Graph Regression Model for Spatial and Temporal Environmental Data—Case of Carbon Dioxide Emissions in the United States
Round 1
Reviewer 1 Report
The article introduces an interesting approach to forecast CO2-emissions. However, the paper still needs some clarifications and improvements.
1) lines 20-22. "due to human activities, the quantities of this gas have increased significantly, inducing global warming". Strictly speaking, the causal relationship still has not been proven. This is only one of the hypotheses, based on a correlation. One of the other causes of global warming could be, for example, earthquakes (see [https://doi.org/10.3390/geosciences12100372](https://doi.org/10.3390/geosciences12100372)).
2) line 26 I'd suggest replacing the word "fight" with "adaptation and mitigation measures"
3) A spell check is required. For example, line 199 "One the other hand" = "On the other hand"
4) Line 214. How did you select the 59 counties? Why them?

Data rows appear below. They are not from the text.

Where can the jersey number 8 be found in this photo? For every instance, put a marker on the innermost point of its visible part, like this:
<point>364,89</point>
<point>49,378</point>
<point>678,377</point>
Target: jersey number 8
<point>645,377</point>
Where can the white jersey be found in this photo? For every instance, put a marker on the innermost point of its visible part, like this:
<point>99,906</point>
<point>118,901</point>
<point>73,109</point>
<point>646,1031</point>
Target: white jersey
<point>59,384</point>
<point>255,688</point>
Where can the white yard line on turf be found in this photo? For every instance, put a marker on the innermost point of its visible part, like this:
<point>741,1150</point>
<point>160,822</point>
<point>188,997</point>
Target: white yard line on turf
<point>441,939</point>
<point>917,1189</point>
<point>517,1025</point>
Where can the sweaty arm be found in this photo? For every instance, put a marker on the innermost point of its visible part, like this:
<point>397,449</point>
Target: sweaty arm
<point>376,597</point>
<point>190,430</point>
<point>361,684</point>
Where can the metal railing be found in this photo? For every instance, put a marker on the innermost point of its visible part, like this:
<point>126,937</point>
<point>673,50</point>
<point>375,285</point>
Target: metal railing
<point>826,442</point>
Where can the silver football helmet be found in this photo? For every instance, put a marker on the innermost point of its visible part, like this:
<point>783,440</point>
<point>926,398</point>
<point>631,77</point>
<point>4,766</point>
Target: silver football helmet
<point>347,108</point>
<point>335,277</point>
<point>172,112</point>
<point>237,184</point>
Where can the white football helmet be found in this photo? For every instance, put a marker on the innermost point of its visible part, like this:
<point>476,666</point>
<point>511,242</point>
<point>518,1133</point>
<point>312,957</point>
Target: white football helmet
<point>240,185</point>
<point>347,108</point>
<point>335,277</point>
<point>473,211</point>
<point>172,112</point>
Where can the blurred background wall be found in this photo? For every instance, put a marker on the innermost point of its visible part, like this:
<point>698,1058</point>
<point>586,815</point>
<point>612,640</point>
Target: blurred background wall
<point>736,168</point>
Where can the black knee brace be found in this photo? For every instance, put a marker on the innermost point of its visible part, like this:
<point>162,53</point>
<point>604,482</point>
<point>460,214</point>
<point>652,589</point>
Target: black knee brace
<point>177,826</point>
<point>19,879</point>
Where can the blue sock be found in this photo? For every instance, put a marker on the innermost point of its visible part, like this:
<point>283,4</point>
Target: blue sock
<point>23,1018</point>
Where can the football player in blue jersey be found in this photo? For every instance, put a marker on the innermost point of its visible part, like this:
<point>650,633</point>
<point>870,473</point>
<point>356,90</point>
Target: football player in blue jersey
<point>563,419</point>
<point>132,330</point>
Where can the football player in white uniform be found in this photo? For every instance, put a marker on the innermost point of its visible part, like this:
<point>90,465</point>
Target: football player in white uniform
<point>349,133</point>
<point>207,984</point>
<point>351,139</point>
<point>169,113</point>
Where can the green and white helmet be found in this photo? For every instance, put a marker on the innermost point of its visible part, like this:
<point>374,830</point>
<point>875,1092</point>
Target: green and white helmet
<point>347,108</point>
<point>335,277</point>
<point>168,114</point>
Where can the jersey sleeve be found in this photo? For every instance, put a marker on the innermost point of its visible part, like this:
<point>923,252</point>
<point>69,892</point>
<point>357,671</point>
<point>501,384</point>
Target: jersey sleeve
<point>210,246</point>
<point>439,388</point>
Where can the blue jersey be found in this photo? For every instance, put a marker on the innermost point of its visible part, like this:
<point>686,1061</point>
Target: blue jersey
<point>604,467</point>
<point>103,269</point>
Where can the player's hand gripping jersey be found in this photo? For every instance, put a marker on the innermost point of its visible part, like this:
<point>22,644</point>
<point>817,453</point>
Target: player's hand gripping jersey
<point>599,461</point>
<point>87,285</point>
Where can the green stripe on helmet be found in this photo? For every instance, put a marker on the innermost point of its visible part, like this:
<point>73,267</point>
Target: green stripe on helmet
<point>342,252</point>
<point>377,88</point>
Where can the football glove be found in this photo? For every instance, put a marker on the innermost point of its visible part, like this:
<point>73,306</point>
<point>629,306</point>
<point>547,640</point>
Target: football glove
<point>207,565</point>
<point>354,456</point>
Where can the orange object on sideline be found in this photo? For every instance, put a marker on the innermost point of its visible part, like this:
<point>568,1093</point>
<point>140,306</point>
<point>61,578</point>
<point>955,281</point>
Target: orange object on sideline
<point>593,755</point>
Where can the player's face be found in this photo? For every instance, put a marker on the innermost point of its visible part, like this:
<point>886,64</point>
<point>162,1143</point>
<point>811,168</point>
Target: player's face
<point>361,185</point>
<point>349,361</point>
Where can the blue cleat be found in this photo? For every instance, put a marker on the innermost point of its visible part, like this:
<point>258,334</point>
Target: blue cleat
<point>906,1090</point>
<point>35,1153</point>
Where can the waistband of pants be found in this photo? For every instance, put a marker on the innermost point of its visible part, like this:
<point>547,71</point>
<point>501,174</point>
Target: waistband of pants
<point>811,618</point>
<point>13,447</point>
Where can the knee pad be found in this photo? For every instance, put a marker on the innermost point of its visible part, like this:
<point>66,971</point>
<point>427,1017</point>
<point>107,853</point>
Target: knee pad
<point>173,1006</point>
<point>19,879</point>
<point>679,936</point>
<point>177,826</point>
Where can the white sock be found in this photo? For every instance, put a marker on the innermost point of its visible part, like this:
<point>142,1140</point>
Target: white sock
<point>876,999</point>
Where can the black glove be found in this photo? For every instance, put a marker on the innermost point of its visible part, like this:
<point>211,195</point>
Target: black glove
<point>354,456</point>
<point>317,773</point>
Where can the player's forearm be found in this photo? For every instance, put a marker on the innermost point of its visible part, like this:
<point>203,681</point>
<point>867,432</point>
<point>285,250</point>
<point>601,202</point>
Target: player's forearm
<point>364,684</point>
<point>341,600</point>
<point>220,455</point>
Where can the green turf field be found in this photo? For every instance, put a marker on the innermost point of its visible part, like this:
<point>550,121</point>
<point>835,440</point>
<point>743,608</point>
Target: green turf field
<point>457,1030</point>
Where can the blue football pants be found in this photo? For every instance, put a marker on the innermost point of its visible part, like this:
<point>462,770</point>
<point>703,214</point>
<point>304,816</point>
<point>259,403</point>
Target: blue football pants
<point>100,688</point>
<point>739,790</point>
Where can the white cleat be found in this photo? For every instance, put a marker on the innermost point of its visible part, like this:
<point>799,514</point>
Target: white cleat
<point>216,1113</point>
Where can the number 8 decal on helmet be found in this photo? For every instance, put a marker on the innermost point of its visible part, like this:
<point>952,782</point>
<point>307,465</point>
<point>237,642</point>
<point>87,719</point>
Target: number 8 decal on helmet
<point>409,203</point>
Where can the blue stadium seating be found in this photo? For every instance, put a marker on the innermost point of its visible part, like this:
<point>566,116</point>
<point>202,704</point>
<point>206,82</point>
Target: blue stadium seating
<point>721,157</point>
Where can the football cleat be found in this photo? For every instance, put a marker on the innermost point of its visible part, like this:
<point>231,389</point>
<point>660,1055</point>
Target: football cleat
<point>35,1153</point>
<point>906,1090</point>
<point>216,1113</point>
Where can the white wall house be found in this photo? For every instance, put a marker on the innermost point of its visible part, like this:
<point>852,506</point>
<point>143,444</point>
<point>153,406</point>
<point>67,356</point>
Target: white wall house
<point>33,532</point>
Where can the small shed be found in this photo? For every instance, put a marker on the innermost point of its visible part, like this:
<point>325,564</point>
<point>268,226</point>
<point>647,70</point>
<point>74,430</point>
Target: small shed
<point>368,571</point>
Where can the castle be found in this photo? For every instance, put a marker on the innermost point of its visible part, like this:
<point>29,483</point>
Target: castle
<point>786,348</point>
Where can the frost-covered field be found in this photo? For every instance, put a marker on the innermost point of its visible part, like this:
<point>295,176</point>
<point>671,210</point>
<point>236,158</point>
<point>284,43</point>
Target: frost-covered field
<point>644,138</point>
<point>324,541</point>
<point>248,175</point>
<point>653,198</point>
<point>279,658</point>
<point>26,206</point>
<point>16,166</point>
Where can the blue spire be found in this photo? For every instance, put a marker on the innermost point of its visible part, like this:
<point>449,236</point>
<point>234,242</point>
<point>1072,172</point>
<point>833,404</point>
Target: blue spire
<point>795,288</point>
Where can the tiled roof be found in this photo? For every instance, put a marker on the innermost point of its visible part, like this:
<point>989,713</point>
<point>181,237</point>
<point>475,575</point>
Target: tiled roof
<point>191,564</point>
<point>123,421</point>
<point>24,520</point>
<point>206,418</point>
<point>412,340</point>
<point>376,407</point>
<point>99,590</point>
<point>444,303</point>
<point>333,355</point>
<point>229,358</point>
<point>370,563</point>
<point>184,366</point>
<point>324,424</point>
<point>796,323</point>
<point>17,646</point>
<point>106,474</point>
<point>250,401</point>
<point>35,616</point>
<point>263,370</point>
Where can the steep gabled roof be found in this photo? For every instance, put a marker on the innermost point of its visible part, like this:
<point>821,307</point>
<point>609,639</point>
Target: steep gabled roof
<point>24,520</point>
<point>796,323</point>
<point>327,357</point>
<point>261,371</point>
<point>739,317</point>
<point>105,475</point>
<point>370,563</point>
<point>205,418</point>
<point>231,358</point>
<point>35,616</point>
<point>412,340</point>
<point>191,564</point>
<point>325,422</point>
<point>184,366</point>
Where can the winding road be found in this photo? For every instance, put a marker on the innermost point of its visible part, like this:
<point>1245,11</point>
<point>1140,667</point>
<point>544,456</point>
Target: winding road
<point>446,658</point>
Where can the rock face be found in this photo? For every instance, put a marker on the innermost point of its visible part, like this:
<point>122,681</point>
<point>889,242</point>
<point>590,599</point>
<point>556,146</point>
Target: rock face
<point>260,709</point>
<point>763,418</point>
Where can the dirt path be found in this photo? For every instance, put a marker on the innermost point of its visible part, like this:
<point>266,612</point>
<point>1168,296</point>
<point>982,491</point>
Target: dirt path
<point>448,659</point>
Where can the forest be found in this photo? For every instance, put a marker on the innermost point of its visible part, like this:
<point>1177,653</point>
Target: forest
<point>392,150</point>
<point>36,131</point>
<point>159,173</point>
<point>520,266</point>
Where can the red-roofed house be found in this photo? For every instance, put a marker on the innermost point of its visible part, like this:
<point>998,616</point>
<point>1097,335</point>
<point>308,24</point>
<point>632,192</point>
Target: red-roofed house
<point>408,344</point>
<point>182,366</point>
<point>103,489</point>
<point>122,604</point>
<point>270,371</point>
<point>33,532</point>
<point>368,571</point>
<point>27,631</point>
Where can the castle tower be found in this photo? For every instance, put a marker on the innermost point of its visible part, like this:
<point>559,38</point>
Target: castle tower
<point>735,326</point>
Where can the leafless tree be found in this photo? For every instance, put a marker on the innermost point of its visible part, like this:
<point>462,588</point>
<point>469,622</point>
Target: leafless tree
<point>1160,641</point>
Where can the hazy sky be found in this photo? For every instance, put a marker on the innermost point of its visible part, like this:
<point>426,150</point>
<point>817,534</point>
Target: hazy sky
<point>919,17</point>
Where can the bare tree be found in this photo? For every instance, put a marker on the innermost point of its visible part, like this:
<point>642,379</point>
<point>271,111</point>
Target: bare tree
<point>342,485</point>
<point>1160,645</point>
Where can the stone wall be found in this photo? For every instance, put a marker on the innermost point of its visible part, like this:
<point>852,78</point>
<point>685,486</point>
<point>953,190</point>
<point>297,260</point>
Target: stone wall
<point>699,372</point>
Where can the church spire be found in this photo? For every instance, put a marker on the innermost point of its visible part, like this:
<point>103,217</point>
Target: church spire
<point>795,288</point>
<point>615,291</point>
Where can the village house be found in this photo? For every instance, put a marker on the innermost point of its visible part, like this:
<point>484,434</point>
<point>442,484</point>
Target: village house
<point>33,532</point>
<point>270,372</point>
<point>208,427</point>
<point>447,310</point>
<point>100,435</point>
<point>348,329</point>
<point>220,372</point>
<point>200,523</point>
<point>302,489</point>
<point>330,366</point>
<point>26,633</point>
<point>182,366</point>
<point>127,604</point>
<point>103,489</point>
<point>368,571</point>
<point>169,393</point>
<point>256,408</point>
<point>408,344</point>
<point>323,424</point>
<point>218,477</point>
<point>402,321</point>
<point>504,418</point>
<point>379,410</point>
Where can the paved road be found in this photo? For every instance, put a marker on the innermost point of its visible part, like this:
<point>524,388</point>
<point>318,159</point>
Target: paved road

5) Font size in figures 6-7 could be bigger
6) The conclusion and discussion section should be extended. Try to describe for a wide range of readers why your model is better than other. You used data for 2010-2015. Were you able to predict emissions in 2016 and beyond? What was the prediction error? How does it differ from other models? Can your approach be applied to other countries? Are there other factors that should be included in the model or is it self-sufficient?
Author Response
Please see the attached pdf file.
Author Response File: Author Response.pdf
Reviewer 2 Report
The manuscript entitled “Prediction of CO2 emissions in the United States via Graph Regression Model” (entropy-2521113) developed a model for predicting CO2 emissions in the United States by introducing Graph Regression and Generalized Liner Models. The content is meaningful and has high application value. However, there are still several points should be revised or addressed before the manuscript being accepted.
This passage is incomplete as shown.